Trans-Tasman AWS partner Fronde has won a cloud migration for major outdoor clothing retailer Kathmandu.

The retailer, which has more than 150 bricks and mortar stores in New Zealand, Australia and the UK, replaced its previous unnamed infrastructure provider with Fronde after an outage during its 2014 winter sale.

Peak demand resulted in a slow or unresponsive site, to which the retailer’s infrastructure provider at the time “wasn’t able to respond” fast enough, according to Kathmandu web development manager James Deane.

He said it took around 12 hours for the issue to be resolved, with costs resulting from an increase in traffic to a call centre.

Kathmandu turned to Fronde, a New Zealand-headqaurtered cloud integrator whose Australian business placed No.14 in the 2014 CRN Fast50 with local revenue of $5.6 million.

Fronde migrated the retailer’s site, based on the Magento e-commerce platform, to AWS. The systems run in the AWS Sydney region, with redundancy across availability zones.

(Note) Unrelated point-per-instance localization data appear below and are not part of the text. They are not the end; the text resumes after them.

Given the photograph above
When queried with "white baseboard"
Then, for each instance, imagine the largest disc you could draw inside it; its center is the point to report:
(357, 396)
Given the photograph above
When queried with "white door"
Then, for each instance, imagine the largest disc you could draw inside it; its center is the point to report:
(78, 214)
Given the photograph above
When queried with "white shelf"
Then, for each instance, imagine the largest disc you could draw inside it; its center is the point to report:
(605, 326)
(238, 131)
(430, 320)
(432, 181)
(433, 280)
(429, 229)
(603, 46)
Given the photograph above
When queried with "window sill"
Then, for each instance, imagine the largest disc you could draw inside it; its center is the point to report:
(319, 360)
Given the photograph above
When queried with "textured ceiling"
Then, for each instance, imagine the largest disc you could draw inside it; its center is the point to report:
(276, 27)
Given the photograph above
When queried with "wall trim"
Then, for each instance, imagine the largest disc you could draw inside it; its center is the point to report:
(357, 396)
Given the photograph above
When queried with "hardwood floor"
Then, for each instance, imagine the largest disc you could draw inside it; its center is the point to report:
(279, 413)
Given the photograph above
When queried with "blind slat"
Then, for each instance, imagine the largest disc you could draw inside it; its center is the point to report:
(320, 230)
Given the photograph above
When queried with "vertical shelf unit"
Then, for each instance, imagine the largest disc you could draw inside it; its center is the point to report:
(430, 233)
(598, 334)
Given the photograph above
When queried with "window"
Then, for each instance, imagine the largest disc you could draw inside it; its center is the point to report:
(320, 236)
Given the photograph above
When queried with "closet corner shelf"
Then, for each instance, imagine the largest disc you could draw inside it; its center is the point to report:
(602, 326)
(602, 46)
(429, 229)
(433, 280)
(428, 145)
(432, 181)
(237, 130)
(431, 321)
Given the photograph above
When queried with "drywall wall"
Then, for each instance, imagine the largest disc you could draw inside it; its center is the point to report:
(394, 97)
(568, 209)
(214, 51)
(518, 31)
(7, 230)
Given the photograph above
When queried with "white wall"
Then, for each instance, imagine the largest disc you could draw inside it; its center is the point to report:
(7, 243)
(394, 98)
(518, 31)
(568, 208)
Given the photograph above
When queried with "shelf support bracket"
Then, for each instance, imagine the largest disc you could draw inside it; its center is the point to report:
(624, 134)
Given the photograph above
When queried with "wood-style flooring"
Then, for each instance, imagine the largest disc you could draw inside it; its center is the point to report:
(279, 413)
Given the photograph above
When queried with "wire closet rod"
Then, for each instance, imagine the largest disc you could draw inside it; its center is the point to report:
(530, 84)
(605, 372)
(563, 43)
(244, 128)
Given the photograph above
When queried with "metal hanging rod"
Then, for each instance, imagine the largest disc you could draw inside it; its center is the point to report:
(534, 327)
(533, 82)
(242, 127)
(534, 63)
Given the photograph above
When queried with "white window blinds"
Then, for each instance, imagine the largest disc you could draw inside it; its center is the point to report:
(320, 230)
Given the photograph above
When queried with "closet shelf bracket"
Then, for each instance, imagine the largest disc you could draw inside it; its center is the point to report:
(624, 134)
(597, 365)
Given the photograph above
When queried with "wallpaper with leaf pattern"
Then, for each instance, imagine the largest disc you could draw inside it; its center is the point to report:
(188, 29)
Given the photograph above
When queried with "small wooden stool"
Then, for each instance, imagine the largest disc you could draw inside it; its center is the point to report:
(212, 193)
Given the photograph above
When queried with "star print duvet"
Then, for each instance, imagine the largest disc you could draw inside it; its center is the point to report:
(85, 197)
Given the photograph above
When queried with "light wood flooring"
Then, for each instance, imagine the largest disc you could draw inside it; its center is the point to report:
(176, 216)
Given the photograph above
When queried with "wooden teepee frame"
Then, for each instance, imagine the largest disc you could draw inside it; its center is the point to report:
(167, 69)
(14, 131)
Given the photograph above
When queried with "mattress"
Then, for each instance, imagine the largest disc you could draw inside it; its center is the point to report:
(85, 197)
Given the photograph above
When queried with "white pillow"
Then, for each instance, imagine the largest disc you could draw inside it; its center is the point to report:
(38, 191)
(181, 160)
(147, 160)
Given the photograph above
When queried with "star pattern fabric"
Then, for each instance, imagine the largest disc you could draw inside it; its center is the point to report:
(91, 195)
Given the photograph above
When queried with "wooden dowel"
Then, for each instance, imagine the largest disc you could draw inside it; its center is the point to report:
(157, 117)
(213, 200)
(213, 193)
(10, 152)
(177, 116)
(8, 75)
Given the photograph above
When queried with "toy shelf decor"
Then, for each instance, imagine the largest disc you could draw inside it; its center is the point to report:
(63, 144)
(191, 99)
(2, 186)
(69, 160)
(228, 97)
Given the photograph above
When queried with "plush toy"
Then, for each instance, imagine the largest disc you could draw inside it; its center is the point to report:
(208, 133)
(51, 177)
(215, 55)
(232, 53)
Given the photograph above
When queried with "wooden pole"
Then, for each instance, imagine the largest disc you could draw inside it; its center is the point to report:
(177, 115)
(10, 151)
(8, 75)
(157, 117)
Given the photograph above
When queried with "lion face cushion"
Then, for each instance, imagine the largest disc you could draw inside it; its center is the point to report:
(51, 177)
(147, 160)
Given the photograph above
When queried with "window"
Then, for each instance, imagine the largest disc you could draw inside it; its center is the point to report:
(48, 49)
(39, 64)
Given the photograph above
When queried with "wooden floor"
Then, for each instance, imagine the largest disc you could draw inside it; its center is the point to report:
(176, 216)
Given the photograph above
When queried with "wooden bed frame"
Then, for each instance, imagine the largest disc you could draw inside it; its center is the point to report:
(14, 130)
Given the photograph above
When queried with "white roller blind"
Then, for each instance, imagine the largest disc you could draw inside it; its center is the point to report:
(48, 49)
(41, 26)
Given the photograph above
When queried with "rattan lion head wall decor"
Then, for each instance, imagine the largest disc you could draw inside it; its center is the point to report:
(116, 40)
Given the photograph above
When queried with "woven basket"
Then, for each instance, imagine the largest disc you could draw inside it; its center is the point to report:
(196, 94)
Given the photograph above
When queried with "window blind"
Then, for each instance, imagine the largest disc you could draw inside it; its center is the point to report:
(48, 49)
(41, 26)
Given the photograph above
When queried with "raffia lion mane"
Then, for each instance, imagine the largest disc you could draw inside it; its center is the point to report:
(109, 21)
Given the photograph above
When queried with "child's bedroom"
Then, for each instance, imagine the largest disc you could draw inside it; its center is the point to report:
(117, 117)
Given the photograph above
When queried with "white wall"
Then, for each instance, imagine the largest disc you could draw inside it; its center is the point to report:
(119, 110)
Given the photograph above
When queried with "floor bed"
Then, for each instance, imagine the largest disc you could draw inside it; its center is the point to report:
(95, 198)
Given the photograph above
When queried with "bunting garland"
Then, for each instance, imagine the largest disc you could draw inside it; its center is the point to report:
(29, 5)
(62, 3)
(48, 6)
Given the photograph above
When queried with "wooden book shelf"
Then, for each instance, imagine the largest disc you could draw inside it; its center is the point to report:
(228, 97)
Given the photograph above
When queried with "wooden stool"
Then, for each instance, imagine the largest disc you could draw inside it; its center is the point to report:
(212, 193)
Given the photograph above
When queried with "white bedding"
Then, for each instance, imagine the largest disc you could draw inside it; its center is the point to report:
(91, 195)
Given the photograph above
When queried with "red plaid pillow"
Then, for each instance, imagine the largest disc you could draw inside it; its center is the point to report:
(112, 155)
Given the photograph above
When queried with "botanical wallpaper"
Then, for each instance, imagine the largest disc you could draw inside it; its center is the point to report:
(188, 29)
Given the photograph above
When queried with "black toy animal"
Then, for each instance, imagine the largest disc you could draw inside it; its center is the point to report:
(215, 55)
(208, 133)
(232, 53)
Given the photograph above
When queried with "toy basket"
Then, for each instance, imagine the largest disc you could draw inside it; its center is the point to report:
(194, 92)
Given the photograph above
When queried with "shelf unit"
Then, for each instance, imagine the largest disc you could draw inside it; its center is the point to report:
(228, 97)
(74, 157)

Features include EC23 instances for compute, Amazon RDS for database, Amazon VPC for network topology and EC2 autoscaling. Fronde is also supplying managed services for the application platform.

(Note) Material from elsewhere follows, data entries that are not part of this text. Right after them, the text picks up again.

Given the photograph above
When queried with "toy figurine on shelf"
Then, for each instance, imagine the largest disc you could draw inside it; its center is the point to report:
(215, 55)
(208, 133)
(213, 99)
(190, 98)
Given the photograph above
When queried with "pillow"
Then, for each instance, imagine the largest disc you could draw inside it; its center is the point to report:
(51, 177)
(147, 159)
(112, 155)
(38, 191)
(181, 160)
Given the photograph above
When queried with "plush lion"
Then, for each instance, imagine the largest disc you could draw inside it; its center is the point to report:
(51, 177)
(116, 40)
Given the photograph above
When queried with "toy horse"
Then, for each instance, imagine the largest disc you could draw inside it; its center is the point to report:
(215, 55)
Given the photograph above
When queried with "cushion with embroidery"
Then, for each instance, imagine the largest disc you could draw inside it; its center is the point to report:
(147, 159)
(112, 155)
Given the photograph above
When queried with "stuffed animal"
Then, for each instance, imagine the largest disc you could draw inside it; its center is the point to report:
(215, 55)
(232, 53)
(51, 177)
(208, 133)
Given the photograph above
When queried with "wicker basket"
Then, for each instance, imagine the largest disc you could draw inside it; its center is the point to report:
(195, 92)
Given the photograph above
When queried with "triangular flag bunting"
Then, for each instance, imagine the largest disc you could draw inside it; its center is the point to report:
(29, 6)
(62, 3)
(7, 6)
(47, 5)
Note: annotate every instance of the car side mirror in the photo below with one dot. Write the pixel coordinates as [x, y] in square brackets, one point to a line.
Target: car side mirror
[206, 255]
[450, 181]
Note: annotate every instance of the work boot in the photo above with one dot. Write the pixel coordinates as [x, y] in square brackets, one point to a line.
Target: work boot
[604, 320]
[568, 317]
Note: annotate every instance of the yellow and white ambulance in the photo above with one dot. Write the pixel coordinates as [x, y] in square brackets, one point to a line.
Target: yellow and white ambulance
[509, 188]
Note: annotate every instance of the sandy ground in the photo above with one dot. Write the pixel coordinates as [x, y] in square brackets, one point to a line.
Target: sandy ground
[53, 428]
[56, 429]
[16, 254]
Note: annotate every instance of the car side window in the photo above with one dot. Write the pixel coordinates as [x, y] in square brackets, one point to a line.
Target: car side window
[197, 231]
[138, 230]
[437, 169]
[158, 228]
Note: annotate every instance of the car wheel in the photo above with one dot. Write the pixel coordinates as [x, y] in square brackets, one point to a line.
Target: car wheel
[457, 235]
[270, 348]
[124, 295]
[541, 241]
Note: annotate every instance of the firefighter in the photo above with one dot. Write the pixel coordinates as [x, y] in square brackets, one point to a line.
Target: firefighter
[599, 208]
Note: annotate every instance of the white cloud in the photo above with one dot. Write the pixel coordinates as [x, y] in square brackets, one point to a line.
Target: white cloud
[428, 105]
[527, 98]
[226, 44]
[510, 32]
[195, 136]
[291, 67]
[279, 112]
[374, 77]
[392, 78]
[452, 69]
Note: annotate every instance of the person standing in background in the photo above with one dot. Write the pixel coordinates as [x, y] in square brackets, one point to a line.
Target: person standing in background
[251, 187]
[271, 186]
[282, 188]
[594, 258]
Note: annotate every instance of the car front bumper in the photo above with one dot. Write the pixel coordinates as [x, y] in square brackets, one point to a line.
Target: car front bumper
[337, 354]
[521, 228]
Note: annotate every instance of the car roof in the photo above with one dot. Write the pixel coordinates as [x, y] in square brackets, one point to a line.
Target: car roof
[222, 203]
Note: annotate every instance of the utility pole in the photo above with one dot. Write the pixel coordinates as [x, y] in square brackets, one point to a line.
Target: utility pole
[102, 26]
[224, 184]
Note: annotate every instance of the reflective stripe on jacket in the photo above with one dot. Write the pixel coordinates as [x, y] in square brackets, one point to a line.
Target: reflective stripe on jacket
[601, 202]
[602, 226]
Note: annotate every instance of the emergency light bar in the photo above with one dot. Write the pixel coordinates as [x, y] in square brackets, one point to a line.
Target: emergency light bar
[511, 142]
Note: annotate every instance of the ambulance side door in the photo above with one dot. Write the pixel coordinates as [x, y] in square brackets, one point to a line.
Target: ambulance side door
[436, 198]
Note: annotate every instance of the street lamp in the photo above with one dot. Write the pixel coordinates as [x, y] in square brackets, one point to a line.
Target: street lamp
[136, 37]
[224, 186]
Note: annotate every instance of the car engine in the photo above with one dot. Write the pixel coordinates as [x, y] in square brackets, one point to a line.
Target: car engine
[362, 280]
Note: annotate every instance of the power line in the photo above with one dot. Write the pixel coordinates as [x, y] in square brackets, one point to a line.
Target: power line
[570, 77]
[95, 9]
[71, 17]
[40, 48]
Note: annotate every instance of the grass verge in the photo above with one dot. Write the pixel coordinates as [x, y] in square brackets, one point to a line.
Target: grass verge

“The benefit for us is that we only pay for servers when we need them,” said Deane. “We needed a solution that would allow customers to shop online at any time of the year from anywhere – including peak sale periods – and enjoy a fantastic experience.”

Until that point, the company had been paying a flat-rate for peak requirements, which were only needed for 20 days of the year. The previous system could handle traffic generated on 345 days of the year, but had difficulty during sales.

The retailer is now working on introducing the ability for customers to rate and review products, and will also introduce the option of ordering online and picking up a product in the store.

It’s one of several technology projects for Kathmandu in the last few years. In 2013 it announced a move to Microsoft Dynamics for its backend systems and point of sale, with a two-year, multimillion-dollar deal with Sable Systems, a Melbourne-based reseller that twice appeared in the CRN Fast50, first in 2011 and then in 2013.

The retailer also tapped Dimension Data in 2013 for cloud infrastructure to support its Dynamics rollout, provide test environments during various projects and to support global expansion.